Harst tried to reassure the worried queen that it was just a “light romance” and that Anne and the king would soon be off on their summer progress, but Harst had actually known of the king’s interest in Catherine for months.

There were also rumours going around about the king wanting to divorce Anne. London merchant Richard Hilles recorded what he’d heard about the king, Anne and Catherine Howard in a letter to Heinrich Bullinger:

“Before St. John Baptist’s day [24th June] it was whispered the King intended to divorce his queen Anne, sister of the duke of Gelderland, whom he had married publicly at Epiphany after last Christmas. Courtiers first observed that he was much taken with another young lady, very small of stature, whom he now has, and whom he was seen crossing the Thames to visit, often in the day time and sometimes at night. The bishop. of Winchester provided feastings for them in his palace, but it was looked upon as a sign of adultery, not of divorce.”

On 22nd June, Harst was able to report that Anne was much happier, which historian Retha Warnicke puts down to Catherine Howard having left court. However, the queen’s happiness was to be very shortlived. On 24th June 1540, Anne reported to Harst that she was being sent away from court to Richmond Palace and that she’d be leaving the next day. It was said that she was being sent there to avoid the Plague and that the king would join her, but there was no plague and she never saw the king again as his wife.

On 7th July 1540, a convocation of clergy agreed that “the king and Anne of Cleves were no wise bound by the marriage solemnised between them”, and messengers were then sent to Anne to get her agreement to the annulment of the marriage. Anne must have been upset, for she believed herself to be the true queen, but she also feared what would happen if she resisted the king’s request. Anne wrote to the king confirming that she accepted the annulment and signing herself “Anne, the daughter of Cleves”, rather than “Anne, the Queen”. Henry must have been delighted and relieved with her submission, and he wrote back to her, addressing her as his “right dear and right entirely beloved sister”, thanking her and informing her that he was intending to endow her with £4000 per year and houses at Richmond and “Blechinglegh” (Bletchingley).

Anne was rewarded handsomely for her acceptance of the situation, also receiving jewels, plate, hangings, furniture, a house in Lewes and the lease of Hever Castle, the former Boleyn family home.
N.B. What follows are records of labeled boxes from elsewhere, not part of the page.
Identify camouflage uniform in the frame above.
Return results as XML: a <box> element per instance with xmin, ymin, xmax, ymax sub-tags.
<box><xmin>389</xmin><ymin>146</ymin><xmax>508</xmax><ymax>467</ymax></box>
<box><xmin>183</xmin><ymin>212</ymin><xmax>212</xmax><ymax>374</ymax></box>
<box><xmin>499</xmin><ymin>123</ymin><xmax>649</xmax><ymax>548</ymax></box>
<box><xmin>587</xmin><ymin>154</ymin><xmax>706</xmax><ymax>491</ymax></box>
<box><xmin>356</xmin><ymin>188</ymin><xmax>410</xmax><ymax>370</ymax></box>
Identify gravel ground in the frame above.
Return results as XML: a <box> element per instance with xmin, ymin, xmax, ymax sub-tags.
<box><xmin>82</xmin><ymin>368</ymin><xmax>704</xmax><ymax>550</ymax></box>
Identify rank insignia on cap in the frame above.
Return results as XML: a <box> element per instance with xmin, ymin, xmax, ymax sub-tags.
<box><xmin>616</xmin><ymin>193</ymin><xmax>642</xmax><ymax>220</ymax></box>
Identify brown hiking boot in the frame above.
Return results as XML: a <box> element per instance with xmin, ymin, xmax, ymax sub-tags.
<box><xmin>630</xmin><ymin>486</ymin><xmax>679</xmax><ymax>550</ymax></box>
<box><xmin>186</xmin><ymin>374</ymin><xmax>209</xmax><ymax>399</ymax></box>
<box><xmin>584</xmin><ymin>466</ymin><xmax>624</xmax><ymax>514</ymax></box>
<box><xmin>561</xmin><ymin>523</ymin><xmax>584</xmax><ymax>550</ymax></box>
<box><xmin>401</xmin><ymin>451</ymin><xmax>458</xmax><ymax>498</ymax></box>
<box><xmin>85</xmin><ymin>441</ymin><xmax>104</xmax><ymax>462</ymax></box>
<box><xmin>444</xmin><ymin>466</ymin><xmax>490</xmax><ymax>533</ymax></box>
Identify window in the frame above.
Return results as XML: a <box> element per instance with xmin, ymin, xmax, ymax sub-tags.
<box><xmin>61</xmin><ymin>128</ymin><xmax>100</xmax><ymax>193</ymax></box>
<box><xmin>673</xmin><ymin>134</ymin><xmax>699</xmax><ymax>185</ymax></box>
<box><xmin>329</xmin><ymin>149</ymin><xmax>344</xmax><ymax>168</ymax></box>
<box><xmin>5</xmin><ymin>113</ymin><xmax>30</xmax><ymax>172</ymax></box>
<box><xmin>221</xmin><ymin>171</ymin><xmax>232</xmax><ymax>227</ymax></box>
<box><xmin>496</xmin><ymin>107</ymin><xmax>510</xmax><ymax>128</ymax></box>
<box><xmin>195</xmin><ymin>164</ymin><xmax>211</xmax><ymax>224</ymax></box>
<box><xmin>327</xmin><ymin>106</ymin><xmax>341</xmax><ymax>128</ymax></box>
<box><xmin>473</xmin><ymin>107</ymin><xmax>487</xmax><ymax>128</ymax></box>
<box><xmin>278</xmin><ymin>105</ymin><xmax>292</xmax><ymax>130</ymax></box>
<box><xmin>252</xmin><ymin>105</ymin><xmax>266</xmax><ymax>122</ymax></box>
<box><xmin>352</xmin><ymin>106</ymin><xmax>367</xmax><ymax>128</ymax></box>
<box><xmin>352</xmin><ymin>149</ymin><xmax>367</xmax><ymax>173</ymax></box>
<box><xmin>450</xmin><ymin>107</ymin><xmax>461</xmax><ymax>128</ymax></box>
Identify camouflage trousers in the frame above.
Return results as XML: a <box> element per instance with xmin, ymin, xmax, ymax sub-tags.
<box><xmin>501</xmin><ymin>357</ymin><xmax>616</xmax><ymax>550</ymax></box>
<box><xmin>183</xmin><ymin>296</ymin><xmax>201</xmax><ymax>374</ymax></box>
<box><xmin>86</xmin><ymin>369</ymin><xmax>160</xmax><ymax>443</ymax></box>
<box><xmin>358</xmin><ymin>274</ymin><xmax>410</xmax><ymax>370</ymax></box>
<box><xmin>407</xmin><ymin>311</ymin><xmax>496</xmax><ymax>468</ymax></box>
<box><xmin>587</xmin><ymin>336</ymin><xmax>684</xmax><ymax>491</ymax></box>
On 9th July 1540, Anne’s marriage to Henry VIII was declared null “by reason of a precontract between lady Anne and the marquis of Lorraine, that it was unwillingly entered into and never consummated, and that the King is at liberty to marry another woman, and likewise the lady Anne free to marry”. Less than three weeks after that, on 28th July 1540 Henry VIII married Catherine Howard.

Of course, Catherine fell in 1541, when it was found that she hadn’t been a virgin when she married the king and that she’d been having secret meetings at night with Thomas Culpeper. Anne hoped that the king would return to her, but he didn’t, and in 1543 he married his sixth and final wife, Catherine Parr. Anne may have been unhappy with the end of her marriage, but she kept her head and also kept good relationships with the king and her stepchildren. Anne outlived the king and his other wives, dying in July 1557 at the age of 41.